Many organisations spend large amounts of time and money in the effort of knowing themselves. Strategists, consultants and surveys combine to form purpose statements, organisational narratives, missions and objectives. These activities are vital for an organisation's success and focus.
However, not many organisations spend good time attempting to know their competitors. They do engage in mass market-research and analysis of competing organisations, and attempt to predict the activities of these corporate competitors.

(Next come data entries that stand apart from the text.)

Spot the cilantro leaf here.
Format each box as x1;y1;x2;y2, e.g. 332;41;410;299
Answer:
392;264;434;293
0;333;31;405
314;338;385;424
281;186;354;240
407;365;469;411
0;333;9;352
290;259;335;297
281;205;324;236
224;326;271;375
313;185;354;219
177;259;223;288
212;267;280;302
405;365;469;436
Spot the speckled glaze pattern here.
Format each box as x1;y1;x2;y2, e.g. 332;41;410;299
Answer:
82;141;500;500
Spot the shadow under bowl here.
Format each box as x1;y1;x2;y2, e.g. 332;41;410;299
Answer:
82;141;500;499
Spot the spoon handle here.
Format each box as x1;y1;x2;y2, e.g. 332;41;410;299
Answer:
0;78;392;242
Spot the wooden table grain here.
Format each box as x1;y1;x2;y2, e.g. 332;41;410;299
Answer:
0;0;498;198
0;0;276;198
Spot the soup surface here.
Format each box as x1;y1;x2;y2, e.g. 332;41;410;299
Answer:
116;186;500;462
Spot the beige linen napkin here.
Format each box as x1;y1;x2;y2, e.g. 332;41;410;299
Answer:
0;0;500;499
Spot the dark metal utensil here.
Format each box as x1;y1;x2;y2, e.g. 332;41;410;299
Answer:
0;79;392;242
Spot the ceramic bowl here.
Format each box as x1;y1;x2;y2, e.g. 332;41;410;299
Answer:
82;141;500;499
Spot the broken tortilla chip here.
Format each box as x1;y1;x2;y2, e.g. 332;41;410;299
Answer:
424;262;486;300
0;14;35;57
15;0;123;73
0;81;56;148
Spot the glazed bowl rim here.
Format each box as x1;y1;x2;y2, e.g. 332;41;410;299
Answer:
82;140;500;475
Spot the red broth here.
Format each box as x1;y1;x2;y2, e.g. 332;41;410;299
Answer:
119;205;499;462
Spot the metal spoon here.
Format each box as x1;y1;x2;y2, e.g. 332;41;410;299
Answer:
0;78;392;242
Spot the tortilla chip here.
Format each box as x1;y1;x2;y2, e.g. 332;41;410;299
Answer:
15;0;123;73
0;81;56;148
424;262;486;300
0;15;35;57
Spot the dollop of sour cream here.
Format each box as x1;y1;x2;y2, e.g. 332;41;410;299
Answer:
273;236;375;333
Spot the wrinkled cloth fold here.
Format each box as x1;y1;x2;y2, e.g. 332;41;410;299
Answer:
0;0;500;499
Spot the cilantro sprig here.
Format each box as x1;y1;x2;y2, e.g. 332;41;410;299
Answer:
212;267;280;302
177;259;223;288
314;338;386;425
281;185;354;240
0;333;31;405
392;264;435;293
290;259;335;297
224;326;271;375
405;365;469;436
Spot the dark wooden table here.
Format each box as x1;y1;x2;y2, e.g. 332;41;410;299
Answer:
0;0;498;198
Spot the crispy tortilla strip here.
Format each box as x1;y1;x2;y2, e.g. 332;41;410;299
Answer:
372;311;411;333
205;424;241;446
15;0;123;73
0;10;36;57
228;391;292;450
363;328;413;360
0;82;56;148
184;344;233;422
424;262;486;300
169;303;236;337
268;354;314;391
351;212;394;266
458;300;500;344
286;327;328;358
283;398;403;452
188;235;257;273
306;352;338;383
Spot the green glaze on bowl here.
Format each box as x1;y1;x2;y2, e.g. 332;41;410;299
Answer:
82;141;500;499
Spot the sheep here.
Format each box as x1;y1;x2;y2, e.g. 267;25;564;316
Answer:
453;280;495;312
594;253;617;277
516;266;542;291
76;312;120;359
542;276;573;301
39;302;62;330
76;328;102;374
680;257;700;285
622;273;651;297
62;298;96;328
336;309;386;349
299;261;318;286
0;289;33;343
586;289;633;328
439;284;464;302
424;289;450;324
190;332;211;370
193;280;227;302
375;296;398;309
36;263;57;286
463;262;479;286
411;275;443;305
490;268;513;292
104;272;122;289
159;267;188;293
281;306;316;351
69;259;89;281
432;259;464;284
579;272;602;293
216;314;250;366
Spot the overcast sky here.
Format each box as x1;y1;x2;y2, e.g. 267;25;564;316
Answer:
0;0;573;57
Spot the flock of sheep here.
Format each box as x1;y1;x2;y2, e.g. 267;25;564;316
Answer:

In much of my research and experience, this analysis is often reactive in nature - exploring how other organisations will respond to market-conditions, new products and marketing strategies.
What is not predicted is how fellow competitors will take action in innovative ways.
Clayton Christensen describes how many successful organisations fail because they focusso heavily on their customer's current needs and desires - and do not predict how technologies that are seemingly useless today may become industry standard in a few years.
The start-up organisations, however, are able to be more nimble and adaptable to new technologies - creating new markets for them - as they are not driven by their initial consumer needs, but by creating competitive new markets.
Simply put, ongoing organisations focus heavily on their current market and customer base. Innovative organisations focus on new markets and new products that can allow new competitive advantages.
To make this theory a reality - try this fun exercise. Grab your team, buy some pizza and block out two hours one afternoon. Then set out to destroy your company.
If you were a start-up company in the same industry as your current organisation - what would you do to compete? Assume that you cannot compete on the same scale as your current company - so how would you create new markets? What new technologies and possibilities will their be in your industry in five years time? What current technology - that may be more expensive and less practical at present - may transform the future of your industry? What actions would you take?
This fun activity will help you see your competitors as active agents, rather than as reactive responders to your organisation. This will also allow new innovative ideas to flourish - whilst creating an atmosphere of fun and creativity!